Een plotse regenbui steekt de kop op en waait al even onverwacht voorbij om weer plaats te maken voor felblauwe lucht. Liggend op mijn rug, in een poging mijn aandacht bij mijn adem te houden (wat niet lukt, er duiken steeds nieuwe woorden en zinnen op voor deze column), kijk ik naar de voorbijdrijvende wolken. Vooraan in de zaal weerklinkt een diepe snurk.
‘Stel jezelf de vraag: hoe gaat het nu met mij?’ instrueert de mindfulnesstrainer ons.
Het gaat goed met me, danku. Het blijft goed met me gaan, zelfs als het niet goed gaat.
Mijn veerkracht is intact: van bijna door mijn hoeven zakken naar fit for duty en weer terug. Misschien geen al te gezonde balans, maar ook een balans.
Ik wijt deze mentale fitheid aan twee belangrijke zaken: het feit dat de pandemie iets externs is, waarvoor ik alles geef wat ik in huis heb en zodoende mezelf niets te verwijten heb. Als het niet te behappen is, hóef ik het ook niet te kunnen behappen.
En ten tweede aan mijn dagelijkse fietstocht van en naar de praktijk. Stampend op de trappers laat ik de stresshormonen in mijn bloedbaan naar een aanvaardbaar niveau zakken, terwijl ik podcasts luister, interessante mensen hoor en fantastische ideeën opdoe.
Dat fietsen weiger ik op te geven, ook al bevriezen soms mijn tenen, is het vaak nat en vrees ik het naderen van gladde tijden.
Verder heb ik nog een paar heilzame gedachten als reddingsboei: ik ben máár de waarnemer deze keer, en eind februari zit deze waarneming erop en kan ik weer een tijd vakantie nemen. Als ik dat wil.

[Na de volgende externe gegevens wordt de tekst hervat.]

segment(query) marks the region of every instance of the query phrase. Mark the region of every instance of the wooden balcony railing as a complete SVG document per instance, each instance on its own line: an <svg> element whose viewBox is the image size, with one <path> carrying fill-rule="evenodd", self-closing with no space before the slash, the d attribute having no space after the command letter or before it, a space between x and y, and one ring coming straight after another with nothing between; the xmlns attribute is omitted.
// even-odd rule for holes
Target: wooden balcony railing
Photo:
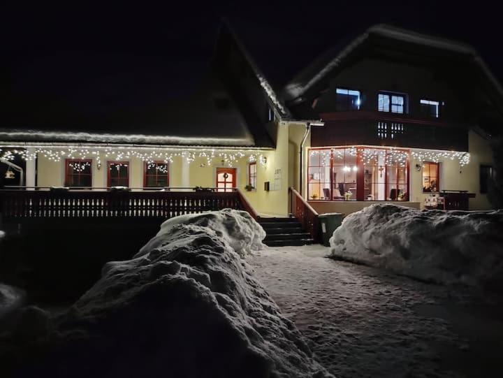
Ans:
<svg viewBox="0 0 503 378"><path fill-rule="evenodd" d="M0 214L4 221L27 218L166 219L224 208L253 211L236 190L219 192L212 188L195 191L0 190Z"/></svg>
<svg viewBox="0 0 503 378"><path fill-rule="evenodd" d="M291 199L291 212L302 224L302 228L311 235L315 242L319 242L319 219L318 213L293 188L289 188Z"/></svg>
<svg viewBox="0 0 503 378"><path fill-rule="evenodd" d="M468 211L469 199L475 198L475 194L463 190L443 190L440 196L445 198L445 210Z"/></svg>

Of is deze rust hier maar schijnbaar? Is het het oog van de storm? Gaat ons zorgsysteem nog verder kraken? Is barsten mogelijk?
Niemand die het weet, hoeveel epidemiologische modellen er ook berekend worden.

Winter doet me altijd verlangen naar de intimiteit van een knetterend vuurtje in de kachel, onder een dekentje op de bank liggen lezen, warme chocomelk en lang slapen onder een dik dekbed terwijl het puntje van mijn neus ijskoud wordt. 
De veel te lange werkdagen vol Covid-hectiek verdringen deze winter-intimiteit.

Maar we maken er wat van.
Terwijl iedereen gaat ontbijten, tik ik deze column in alle rust op mijn meditatiekussentje in de nu lege meditatiezaal.
Daarna drink ik koffie aan het riviertje. De zon breekt door, het is droog, de wind waait nog steeds hard maar van dit moment heb ik kunnen genieten. Het woeste past perfect bij de tijdgeest.
We maken er wat van. En dat moeten we blijven doen om met zijn allen vol te houden. Houd je ogen goed open voor mogelijke geniet-momentjes en pak ze, hoe klein ze ook zijn.
Zorg net zo goed voor jezelf als je dat voor zoveel anderen doet!
Als de zon blijft, fiets ik zometeen naar het Zwin. De wind houdt me niet tegen.